After a year of my marriage I got pregnant and from the day I revealed the good news there was a continuous flow of advice and good wishes, but then I was so happy about my pregnancy that it never bothered me. Although at times it confused me. However, I always followed what my doctor said. I have gone through all pregnancy discomforts a pregnant woman goes through but I was like it’s just for 9 months and after the birth of my baby everything will be fine.
But I was wrong; things got really twisted after the birth of my baby.
I gave birth in June and my baby was healthy, it was a C-section delivery and for first few days my stitches were paining and with that I started facing difficulty in feeding. My baby used to sleep a lot and after waking up it was not able to get proper feeding. I started feeling guilty that I am unable to nourish my baby and then even after the feeding process became normal and my baby was getting proper feeding, I used to cry a lot while feeding it and the strange part was I didn’t even know the reason that why I am crying.

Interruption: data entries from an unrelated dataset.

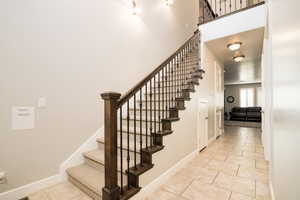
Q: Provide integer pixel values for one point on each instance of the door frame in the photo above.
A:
(217, 79)
(201, 101)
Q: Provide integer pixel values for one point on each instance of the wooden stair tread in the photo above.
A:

I used to have fights and arguments with my husband over trivial issues and I became so emotionally fragile that I
started feeling it’s only the baby that matters to everybody and nobody cares for me.
Though I love my baby I started feeling guilty that I am not that perfect mother and whenever I had been told being a lactating mother what I should eat and what I shouldn’t, I felt more guilty that why this people think that I am unable to take care of my baby.

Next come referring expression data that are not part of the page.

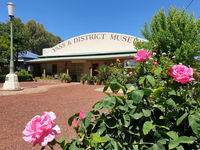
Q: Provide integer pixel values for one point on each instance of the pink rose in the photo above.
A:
(142, 55)
(155, 63)
(41, 129)
(75, 123)
(82, 115)
(181, 73)
(117, 60)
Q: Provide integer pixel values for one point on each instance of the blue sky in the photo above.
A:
(69, 18)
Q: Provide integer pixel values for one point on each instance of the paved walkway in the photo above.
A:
(19, 107)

Although my baby started having proper feeding, it used to have feeding during midnight and I couldn’t sleep; further in the morning I was expected to get up early as I was staying with my in-laws and then I started losing my appetite. My husband was so busy with his job and other family matters that I felt neglected by him and there was a point where I felt I was totally lost as I was not only facing problem in bonding with the baby but somewhere I started questioning my bonding with other family members too. I felt as if I was there to just deliver a baby and feeding it and there is no one who cares about my existence.
On a routine check-up of my baby I told my gynecologist about what I was going through and then she told me it’s a case of postpartum depression and before things get worse – I should take the help of a counselor. I did take the help and discussed these things with my husband that how I felt and later on I started concentrating on activities like reading, listening music, talking with my friends and things started improving.
I would advice and recommend to all the mothers in post-delivery phase or who are going-to-be mommies, that postpartum depression is a normal occurrence faced by several women. It can make you feel vulnerable, agitated, depressed and anxious. As in my case, it can also affect your relationship with your baby and family. So, it is advisable to talk and discuss with your family what you’re feeling and you are going through and take some professional help from your doctor or counselor. Things will gradually improve and you will be able to enjoy the beauty that is the motherhood!